多年以來,黃旭華堅稱自己不是“核潛艇之父”,這個稱號應該屬于所有參與導彈核潛艇工程的人。他一生所獲約2000 萬元獎金,幾乎全部捐獻給科研和教育事業。

2025 年2 月6 日, 黃旭華因病在湖北武漢逝世,享年99 歲。這位用一生丈量深海的老人,結束了對祖國碧波的永恒守望。但他的深潛人生,將永遠蕩漾在科學與歷史的卷帙之中。
1926 年生于廣東汕尾的黃旭華,是在炮火聲中長大的。“ 七七事變” 爆發, 全面抗戰拉開序幕。連天的戰火使得黃旭華輟學在家,跟著大哥一起參加抗日宣傳。很久之后黃旭華還記得,自己在話劇里男扮女裝,演過一個流亡的小姑娘。
1938 年的春天,他在飛機的轟鳴中前往汕頭聿懷中學念書。為了讀完高中,黃旭華在廣東、廣西、貴州、重慶輾轉6 年之久。直到1945年,他成功報考了當時的“國立交通大學”造船系,最終來到上海求學。
在大學里,黃旭華又憑借話劇經驗,加入了學生社團“山茶社”。兼顧造船學業的同時,他一路學習革命理論,1949 年加入中國共產黨,同年大學畢業。在組織的分配下,工作幾經調動,還出國遠赴東德考察造船情況。
1954 年,黃旭華轉入船舶工業管理局設計二處掃雷艇與獵潛艇科。1956 年4 月29 日, 黃旭華與相識多年、分隔又重逢的同事李世英結婚。很快,二人便生下了第一個女兒。
工作中,他參與了仿制蘇式常規潛艇的任務,也就是這一工作,再次打亂了黃旭華的人生節奏,但當時的他并沒有料到。
1958 年8 月, 黃旭華接到一個通知,要去北京出差一趟。
到了北京,黃旭華才知道,中國已經啟動了研制導彈核潛艇工程,他是被選中的研究員。和黃旭華一樣接到任務的,還有包括彭士祿在內的29 名骨干人才,他們的平均年齡不到30 歲。
報到后,時任黨支部書記的曹磊同黃旭華談話:“這個工作領域進去了就出不來,干一輩子,犯了錯誤也出不來。要當一輩子無名英雄,不出名。”他問黃旭華能否承受。黃旭華后來在采訪中回憶自己的答案:“我能夠承受得了。參加核潛艇工作,我就像核潛艇一樣,潛在水底下,我不希望出名。”
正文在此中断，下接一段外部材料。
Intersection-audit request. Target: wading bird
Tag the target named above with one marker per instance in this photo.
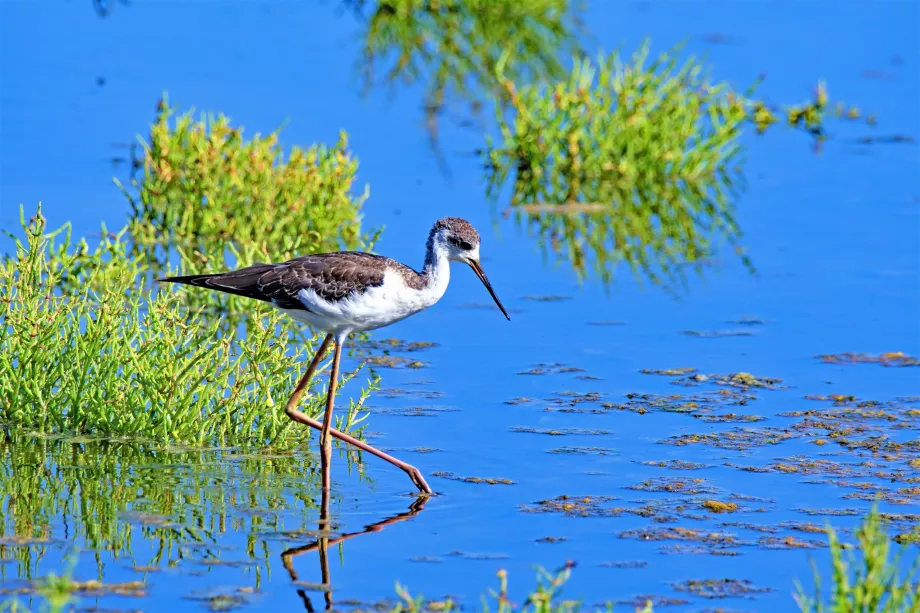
(347, 291)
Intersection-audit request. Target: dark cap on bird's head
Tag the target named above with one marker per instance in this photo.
(460, 233)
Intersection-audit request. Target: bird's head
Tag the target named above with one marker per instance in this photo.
(460, 241)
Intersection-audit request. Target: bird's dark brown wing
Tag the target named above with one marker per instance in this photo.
(332, 276)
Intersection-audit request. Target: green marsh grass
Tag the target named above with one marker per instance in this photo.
(113, 493)
(204, 185)
(870, 581)
(452, 47)
(623, 162)
(205, 198)
(105, 356)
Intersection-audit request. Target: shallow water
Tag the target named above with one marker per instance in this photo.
(834, 236)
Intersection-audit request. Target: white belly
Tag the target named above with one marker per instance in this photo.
(373, 308)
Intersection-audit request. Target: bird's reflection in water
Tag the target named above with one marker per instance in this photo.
(325, 540)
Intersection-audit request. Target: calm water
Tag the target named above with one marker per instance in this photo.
(835, 237)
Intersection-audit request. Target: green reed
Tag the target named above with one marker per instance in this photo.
(204, 186)
(146, 505)
(871, 582)
(108, 357)
(452, 47)
(623, 163)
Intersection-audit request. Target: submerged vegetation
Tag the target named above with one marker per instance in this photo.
(870, 582)
(120, 498)
(452, 47)
(107, 359)
(218, 200)
(624, 163)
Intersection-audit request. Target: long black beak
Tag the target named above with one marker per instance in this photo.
(477, 268)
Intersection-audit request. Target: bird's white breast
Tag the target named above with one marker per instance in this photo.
(375, 307)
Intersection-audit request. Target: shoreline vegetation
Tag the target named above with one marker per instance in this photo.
(612, 162)
(867, 581)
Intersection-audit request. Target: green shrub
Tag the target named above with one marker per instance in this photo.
(453, 46)
(107, 358)
(205, 187)
(623, 163)
(872, 584)
(188, 495)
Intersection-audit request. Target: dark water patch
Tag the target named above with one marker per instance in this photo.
(560, 431)
(221, 600)
(691, 377)
(548, 298)
(748, 321)
(574, 506)
(889, 139)
(718, 506)
(703, 541)
(891, 358)
(849, 511)
(677, 464)
(695, 405)
(624, 564)
(89, 589)
(396, 345)
(394, 392)
(655, 600)
(738, 439)
(551, 540)
(749, 526)
(908, 538)
(804, 526)
(488, 306)
(727, 418)
(721, 588)
(670, 372)
(717, 333)
(788, 542)
(577, 450)
(521, 400)
(418, 411)
(394, 361)
(478, 480)
(553, 368)
(673, 485)
(467, 555)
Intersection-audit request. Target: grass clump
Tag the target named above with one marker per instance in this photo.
(872, 584)
(453, 47)
(623, 162)
(546, 598)
(108, 358)
(188, 495)
(204, 186)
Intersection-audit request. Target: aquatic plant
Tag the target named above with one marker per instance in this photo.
(205, 187)
(105, 357)
(189, 496)
(545, 598)
(872, 584)
(453, 46)
(623, 162)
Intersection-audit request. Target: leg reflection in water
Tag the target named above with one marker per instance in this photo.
(325, 540)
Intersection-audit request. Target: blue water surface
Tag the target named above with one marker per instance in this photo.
(835, 238)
但問題在于,核潛艇到底長什么樣?彼時國內無圖紙、無技術、無外援,研究組面臨的卻是一個集海底核電站、海底導彈發射場和海底城市于一體的尖端工程。
盡管任務重大、愿景美好,但黃旭華等人的研究依然是盲人摸象,甚至一度因各種原因陷入停滯。直到1965 年,導彈和原子彈的研制都宣告成功,核潛艇研究備受鼓舞,得到二度重視。
當時,國內深受美蘇研制核潛艇經驗的影響,認為要從常規線型的普通潛艇入手逐步研究,但黃旭華認為,美蘇的經驗恰恰證明了,最先進的核潛艇外形應當是水滴線型, 別人走過的彎路,我們不必再走。這一思路得到了聶榮臻的認可。
在技術設計階段,一個更加關鍵性的“資料”出現了。一對外交官夫婦回國,從國外帶回一只喬治·華盛頓號彈道核子潛艇模型玩具,打算作為禮物送給自己的孩子,得知此事后,核潛艇研究所輾轉將玩具要了過來。無獨有偶,一個外事代表團在香港商店也購回了一個核潛艇玩具模型。
這兩只玩具,對核潛艇總體研究所而言,如天降至寶。他們將玩具大卸八塊、反復研究,驗證了自己的設計思路。如此一來,有了定心丸,研究總算順利向前推進了許多。
靠玩具做設計,還不是核潛艇研究最“戲劇性”的部分。在沒有任何先進儀器儀表的情況下,第一艘核潛艇的施工和設備安裝過程中,為了控制每一臺配套設備、每一根管道和電纜的體積和配重,黃旭華和設計師們用的是最土的工具:磅秤、算盤、皮尺。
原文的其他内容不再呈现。